Data Sufficiency

If x, y, and z are positive numbers, what is the value of the average (arithmetic mean) of x and z ?

(1) x - y = y - z
(2) x^2 - y^2 = z

Official Guide question
Answer: E

Statement (1) can be simplified and looked at conceptually. No need to pick numbers.

(x + z)/2 = y

Since we have no idea what y is, statement (1) is insufficient.

Statement (2) tempts us to use the difference of squares common equation.

(x + y)(x - y) = z

Since x, y and z are all positive, we know x - y must be positive, or x - y > 0. So x > y. But this is about all we can get with this approach, and this is something we could have observed from x^2 - y^2 = z, since z is positive.

The fact that there are no values in x^2 - y^2 = z is a clue that there are many possible combinations of x, y and z that could work. In picking numbers, I always like to start with simple numbers that fit the situation. So since x > y, here are some numbers that fit:

x = 2
y = 1
z = 2^2 - 1 = 3
(x + z)/2 = 2.5

OR

x = 3
y = 2
z = 3^2 - 2^2 = 5
(x + z)/2 = 4

Since we get two possible values for (x + z)/2, statement (2) is insufficient.
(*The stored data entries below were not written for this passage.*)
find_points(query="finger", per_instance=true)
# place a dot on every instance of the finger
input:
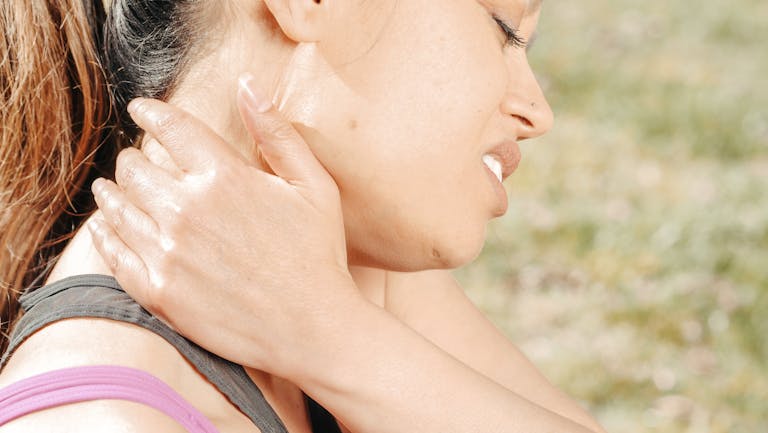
(281, 145)
(137, 229)
(148, 186)
(126, 266)
(192, 145)
(159, 156)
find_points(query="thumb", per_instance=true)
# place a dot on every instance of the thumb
(280, 143)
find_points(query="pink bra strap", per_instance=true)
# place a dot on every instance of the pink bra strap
(79, 384)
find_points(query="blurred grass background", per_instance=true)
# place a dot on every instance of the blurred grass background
(632, 266)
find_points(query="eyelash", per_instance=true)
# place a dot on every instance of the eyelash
(513, 39)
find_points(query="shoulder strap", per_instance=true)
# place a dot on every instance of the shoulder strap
(79, 384)
(101, 296)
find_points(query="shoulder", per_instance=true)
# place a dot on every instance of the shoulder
(91, 341)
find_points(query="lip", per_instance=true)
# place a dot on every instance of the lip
(508, 153)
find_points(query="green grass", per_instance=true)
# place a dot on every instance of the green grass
(632, 266)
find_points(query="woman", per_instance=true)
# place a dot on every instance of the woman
(413, 121)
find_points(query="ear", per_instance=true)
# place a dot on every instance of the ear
(301, 20)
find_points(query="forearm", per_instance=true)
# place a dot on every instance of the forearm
(378, 375)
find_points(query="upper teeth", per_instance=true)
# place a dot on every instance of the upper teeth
(494, 164)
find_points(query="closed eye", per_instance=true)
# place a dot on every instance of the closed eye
(513, 39)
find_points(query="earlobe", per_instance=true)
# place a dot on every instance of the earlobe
(301, 20)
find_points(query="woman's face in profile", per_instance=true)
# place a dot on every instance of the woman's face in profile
(437, 88)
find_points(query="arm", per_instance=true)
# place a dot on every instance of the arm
(375, 373)
(369, 359)
(430, 301)
(89, 342)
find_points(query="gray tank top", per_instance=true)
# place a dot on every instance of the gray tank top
(100, 296)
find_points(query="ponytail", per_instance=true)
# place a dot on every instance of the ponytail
(66, 75)
(53, 107)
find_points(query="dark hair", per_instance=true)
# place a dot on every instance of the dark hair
(67, 71)
(146, 49)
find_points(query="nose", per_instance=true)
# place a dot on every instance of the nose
(524, 99)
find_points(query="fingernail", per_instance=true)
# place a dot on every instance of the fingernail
(253, 96)
(97, 185)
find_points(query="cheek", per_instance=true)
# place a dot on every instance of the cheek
(407, 161)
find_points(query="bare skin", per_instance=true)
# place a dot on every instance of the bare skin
(375, 296)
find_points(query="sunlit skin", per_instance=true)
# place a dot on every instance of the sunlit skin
(406, 111)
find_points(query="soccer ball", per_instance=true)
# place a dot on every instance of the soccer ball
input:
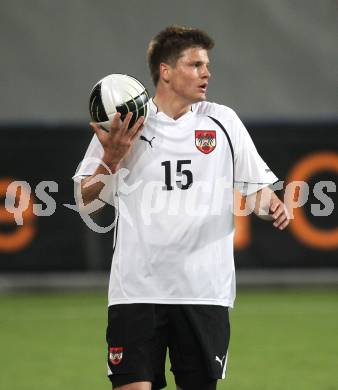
(118, 93)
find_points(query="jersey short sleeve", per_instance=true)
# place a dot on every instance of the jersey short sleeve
(251, 173)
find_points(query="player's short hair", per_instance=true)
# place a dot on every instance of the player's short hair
(168, 44)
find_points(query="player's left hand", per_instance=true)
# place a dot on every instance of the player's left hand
(279, 213)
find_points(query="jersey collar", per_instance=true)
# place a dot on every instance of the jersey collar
(162, 115)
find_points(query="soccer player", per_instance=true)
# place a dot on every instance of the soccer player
(172, 180)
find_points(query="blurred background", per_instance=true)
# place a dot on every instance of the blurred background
(275, 64)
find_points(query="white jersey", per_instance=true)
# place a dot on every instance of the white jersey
(174, 198)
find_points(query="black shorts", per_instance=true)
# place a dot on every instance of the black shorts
(138, 336)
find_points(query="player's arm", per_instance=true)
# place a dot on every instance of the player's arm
(116, 144)
(266, 205)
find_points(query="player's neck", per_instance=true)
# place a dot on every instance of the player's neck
(170, 104)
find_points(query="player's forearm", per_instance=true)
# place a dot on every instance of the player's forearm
(260, 202)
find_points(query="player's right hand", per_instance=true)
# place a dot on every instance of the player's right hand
(118, 141)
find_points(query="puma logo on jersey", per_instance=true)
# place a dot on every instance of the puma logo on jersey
(220, 361)
(143, 138)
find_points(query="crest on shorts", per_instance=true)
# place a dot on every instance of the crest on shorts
(205, 140)
(115, 355)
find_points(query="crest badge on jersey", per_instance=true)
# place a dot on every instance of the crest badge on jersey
(205, 140)
(115, 355)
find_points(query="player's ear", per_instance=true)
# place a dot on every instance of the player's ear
(164, 72)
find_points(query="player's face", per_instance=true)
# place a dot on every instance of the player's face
(188, 79)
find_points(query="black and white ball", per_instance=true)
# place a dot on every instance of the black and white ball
(118, 93)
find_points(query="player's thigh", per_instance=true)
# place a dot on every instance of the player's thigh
(136, 337)
(135, 386)
(198, 343)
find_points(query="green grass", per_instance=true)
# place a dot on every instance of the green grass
(281, 340)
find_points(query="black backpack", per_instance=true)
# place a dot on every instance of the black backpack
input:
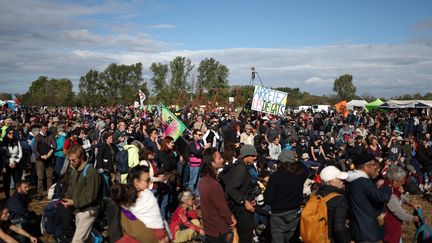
(122, 159)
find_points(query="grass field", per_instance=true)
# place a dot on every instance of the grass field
(408, 228)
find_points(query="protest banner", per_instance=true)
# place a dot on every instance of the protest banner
(341, 108)
(142, 98)
(173, 126)
(269, 101)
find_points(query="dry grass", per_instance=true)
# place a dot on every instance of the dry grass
(408, 228)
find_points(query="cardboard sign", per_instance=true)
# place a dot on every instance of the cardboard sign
(269, 101)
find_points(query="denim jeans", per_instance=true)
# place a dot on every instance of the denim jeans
(193, 179)
(284, 225)
(58, 165)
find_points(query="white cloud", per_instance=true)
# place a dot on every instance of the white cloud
(57, 40)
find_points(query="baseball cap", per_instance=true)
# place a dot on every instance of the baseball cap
(363, 158)
(331, 172)
(247, 150)
(286, 156)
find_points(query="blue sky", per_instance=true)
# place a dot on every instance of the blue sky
(386, 45)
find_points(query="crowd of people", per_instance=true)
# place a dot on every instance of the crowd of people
(250, 177)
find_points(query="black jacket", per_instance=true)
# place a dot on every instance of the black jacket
(285, 191)
(18, 206)
(337, 211)
(238, 184)
(366, 203)
(167, 162)
(105, 157)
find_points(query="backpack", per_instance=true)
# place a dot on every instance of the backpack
(48, 222)
(122, 159)
(423, 233)
(314, 219)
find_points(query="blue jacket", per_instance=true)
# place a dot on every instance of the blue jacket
(60, 143)
(366, 202)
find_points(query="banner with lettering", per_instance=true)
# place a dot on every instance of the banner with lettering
(269, 101)
(341, 108)
(173, 126)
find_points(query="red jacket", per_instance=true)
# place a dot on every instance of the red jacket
(182, 217)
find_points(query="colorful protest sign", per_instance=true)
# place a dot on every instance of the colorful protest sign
(142, 98)
(341, 108)
(269, 101)
(173, 126)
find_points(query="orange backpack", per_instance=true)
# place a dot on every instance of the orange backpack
(314, 219)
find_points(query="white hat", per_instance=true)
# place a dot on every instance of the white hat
(331, 172)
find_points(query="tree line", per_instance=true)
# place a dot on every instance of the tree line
(171, 83)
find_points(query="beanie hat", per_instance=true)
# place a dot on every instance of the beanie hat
(286, 156)
(247, 150)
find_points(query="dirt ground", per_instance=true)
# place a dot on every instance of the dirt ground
(408, 228)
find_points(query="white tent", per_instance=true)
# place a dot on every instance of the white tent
(356, 103)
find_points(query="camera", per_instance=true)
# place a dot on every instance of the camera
(257, 195)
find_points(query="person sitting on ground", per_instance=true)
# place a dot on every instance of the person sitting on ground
(146, 207)
(337, 207)
(19, 211)
(11, 233)
(185, 224)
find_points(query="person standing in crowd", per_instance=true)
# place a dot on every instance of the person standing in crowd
(284, 194)
(7, 123)
(247, 137)
(217, 217)
(374, 148)
(59, 152)
(152, 141)
(105, 161)
(12, 167)
(20, 214)
(395, 214)
(212, 135)
(185, 224)
(199, 124)
(195, 151)
(145, 208)
(83, 193)
(131, 133)
(134, 151)
(168, 163)
(337, 207)
(273, 131)
(238, 189)
(119, 136)
(9, 232)
(275, 148)
(366, 201)
(44, 147)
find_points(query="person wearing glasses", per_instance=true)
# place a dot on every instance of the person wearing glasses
(239, 189)
(365, 200)
(14, 154)
(195, 152)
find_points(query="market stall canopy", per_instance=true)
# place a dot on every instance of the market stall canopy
(400, 104)
(373, 105)
(356, 103)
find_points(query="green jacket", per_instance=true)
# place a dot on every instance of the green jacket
(85, 192)
(133, 160)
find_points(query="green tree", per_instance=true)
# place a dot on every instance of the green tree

For (1) and (2) together, here's an alternative to picking numbers. Notice that (1) tells us that y is the midpoint of x and z. Since (2) tells us that x > y, we know that z < y < x, and they are all evenly spaced. I like the idea of representing the spacing as d, so y = z + d, and x = z + 2d. Therefore, (2) gives us:

(z + 2d)^2 - (z + d)^2 = z
z^2 + 4dz + 4d^2 - z^2 - 2dz - d^2 = z
2dz + 3d^2 = z
3d^2 = z - 2dz = z(1-2d)
z = 3d^2/(1-2d)

In order to keep z positive, we must have d < ½, but as long as we do that, z could be lots of numbers, and therefore y and x could also be lots of numbers. Since (1) showed that our question is equivalent to y = ?, (1) and (2) together are insufficient.

We want (x + z)/2.

S1:

x + z = 2y

(x + z)/2 = y

This is close! If we can figure out the value of y, we'll have our answer.

S2:

x² - y² = z

x² - z = y²

√(x² - z) = y

Ugh. This doesn't give us y, although it does give us another equation.

S1 + S2

We know from S1 that y = (x + z)/2. We know from S2 that y = √(x² - z). Together, we can say

(x + z)/2 = √(x² - z)

But that won't give us a unique solution set for x and z! (If the equation on the right were linear we'd be in good shape, but all we're going to get is a quadratic equation in two variables.) Even together, then, we can't find y, or any unique values.

Just to elaborate on my last point, once we get

(x + z)/2 = √(x² - z)

we can say that

(x + z)²/2² = x² - z

(x² + 2xz + z²)/2² = x² - z

x² + 2xz + z² = 4x² - z

3x² - 2xz - z² - z = 0

If we make this a quadratic in x, such that

ax² + bx + c = 0

We can say that a = 3, b = -2z, and c = -z² - z. We know that for ax² + bx + c = 0, our solutions are x = (-b ± √(b² - 4ac))/2a, so we have

x = (-(-2z) ± √((-2z)² - 4*3*(-z² - z)))/2*3

x = (2z ± √(4z² - 12*(-z² - z)))/6

x = (2z ± 2√(z² - 3*(-z² - z)))/6

x = (z ± √(z² - 3*(-z² - z)))/3

x = (z ± √(4z² + 3z)))/3

We're still stuck with x in terms of z, and can't answer definitively.